Amp Electric Vehicles, an Ohio-based company that specializes in converting standard gasoline-engine vehicles into all electrics, brought its latest model, a Jeep Grand Cherokee, to the North American International Auto Show in Detroit.
The Jeep conversion follows closely on the heels of Amp’s last conversion, a Mercedes Benz ML 350, which the company started selling last spring. Amp was eager to get the new Jeep electric vehicle (EV) to market to provide an American-made alternative to its Mercedes conversion. But the Jeep and the Benz will share many features, including electric drive system components. Additionally, both the Jeep and the Benz will be assembled in Amp’s plant in Loveland, Ohio.
The new Jeep will pair its 37.6 kilowatt-hour lithium-ion phosphate battery pack to a pair of rear-mounted Remy 152-kilowatt motors which should produce about 200 horsepower with a range of between 80 and 100 miles and a zero-to-60 time of under 10 seconds.
But other than taking a look under the hood, customers would be hard pressed to tell an electric version from its gasoline cousin. The new Amp is virtually identical to the Jeep except for a decal that reads “100% Electric” on the driver’s side door.
Amp also announced pricing for the new electric. The new Cherokee conversion will sell for $57,400 as a two-wheel drive, which is just below $50,000 after the $7,500 federal income tax credit. The four-wheel-drive version will cost $59,400. In comparison, the Amp Mercedes conversion sells for $77,400 as a two-wheel drive and $79,400 as a four-wheel drive.
According to a blog post in the New York Times, Amp could realize some significant cost savings for the Jeep if they could secure what’s known as a glider agreement with Jeep’s parent company Chrysler. When a company has an agreement to buy a glider car, it arrives without a large portion of its internal combustion technology and other unneeded accessories.

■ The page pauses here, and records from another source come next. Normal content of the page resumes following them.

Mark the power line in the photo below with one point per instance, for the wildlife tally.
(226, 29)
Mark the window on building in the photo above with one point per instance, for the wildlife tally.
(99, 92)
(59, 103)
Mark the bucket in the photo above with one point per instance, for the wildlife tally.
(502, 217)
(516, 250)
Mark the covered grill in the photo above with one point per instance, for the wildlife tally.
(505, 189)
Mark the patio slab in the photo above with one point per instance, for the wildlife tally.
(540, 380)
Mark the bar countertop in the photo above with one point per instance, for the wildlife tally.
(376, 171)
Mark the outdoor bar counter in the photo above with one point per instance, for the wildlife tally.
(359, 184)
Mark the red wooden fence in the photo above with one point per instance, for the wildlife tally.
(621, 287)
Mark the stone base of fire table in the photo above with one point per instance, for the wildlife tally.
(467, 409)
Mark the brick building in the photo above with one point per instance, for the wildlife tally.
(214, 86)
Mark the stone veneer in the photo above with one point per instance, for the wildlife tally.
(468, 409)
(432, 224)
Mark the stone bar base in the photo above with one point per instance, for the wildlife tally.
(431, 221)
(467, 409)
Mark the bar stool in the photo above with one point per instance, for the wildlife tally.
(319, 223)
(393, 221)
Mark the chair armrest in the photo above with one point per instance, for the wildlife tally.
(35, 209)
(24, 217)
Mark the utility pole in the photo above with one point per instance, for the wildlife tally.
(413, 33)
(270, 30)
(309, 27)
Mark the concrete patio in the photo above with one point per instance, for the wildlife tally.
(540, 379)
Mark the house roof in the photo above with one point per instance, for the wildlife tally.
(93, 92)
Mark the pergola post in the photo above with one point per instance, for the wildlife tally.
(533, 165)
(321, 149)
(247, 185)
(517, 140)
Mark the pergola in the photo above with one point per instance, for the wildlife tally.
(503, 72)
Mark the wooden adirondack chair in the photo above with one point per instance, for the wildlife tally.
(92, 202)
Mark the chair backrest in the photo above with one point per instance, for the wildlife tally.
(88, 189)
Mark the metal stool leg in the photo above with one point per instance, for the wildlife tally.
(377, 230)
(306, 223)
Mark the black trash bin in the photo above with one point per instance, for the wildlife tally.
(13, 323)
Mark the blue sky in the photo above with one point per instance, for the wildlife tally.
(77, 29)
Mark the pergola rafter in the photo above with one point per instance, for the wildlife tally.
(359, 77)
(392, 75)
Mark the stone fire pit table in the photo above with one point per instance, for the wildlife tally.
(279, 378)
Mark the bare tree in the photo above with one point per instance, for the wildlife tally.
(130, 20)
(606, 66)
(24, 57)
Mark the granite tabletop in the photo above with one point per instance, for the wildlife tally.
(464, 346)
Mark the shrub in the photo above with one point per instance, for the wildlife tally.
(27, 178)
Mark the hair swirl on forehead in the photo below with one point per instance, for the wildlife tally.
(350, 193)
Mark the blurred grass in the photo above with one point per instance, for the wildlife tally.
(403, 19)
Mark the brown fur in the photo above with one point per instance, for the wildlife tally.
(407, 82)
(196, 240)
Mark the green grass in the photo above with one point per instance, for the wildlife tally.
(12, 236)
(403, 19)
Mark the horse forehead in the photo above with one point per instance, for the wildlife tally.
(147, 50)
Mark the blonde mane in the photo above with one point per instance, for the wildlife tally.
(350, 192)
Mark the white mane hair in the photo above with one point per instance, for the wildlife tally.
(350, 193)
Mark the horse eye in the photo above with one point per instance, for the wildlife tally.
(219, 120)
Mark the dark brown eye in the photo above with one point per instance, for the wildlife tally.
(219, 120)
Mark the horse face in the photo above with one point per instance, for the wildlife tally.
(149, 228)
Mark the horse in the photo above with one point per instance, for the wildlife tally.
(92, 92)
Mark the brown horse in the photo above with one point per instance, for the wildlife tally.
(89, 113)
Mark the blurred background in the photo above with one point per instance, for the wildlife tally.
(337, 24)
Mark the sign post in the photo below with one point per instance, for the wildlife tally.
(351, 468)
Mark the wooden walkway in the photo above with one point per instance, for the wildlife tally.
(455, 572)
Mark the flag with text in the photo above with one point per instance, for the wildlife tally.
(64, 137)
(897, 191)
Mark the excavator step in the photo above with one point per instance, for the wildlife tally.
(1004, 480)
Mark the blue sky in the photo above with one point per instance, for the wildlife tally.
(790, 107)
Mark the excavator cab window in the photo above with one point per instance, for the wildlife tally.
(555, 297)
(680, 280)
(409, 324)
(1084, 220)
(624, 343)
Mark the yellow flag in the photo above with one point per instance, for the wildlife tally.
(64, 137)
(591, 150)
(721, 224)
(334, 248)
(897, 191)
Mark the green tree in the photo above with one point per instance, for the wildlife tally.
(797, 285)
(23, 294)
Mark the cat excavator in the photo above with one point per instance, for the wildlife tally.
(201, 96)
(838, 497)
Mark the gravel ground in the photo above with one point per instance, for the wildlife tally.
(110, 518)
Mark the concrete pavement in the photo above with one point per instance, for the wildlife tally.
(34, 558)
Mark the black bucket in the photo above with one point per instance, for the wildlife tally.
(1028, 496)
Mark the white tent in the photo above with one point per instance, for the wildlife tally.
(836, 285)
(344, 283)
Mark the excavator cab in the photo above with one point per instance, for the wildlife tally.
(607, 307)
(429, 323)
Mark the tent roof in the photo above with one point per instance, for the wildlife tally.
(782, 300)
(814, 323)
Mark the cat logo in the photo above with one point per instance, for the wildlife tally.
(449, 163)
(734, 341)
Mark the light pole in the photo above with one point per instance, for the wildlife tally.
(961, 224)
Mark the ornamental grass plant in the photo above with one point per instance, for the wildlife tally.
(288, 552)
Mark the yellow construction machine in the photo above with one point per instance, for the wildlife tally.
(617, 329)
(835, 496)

As it stands now, Amp must purchase a complete Cherokee, strip it of its engine and finish its conversion. Then, to recoup costs, they have to look for a buyer of the surplus engine.
While Amp has only completed one prototype of the Jeep, the company also introduced the car’s very first dealer, Dana Hackney, a multiline dealer from Cincinnati. Amp hopes to start marketing the Jeep to both fleets and individual customers by the fall.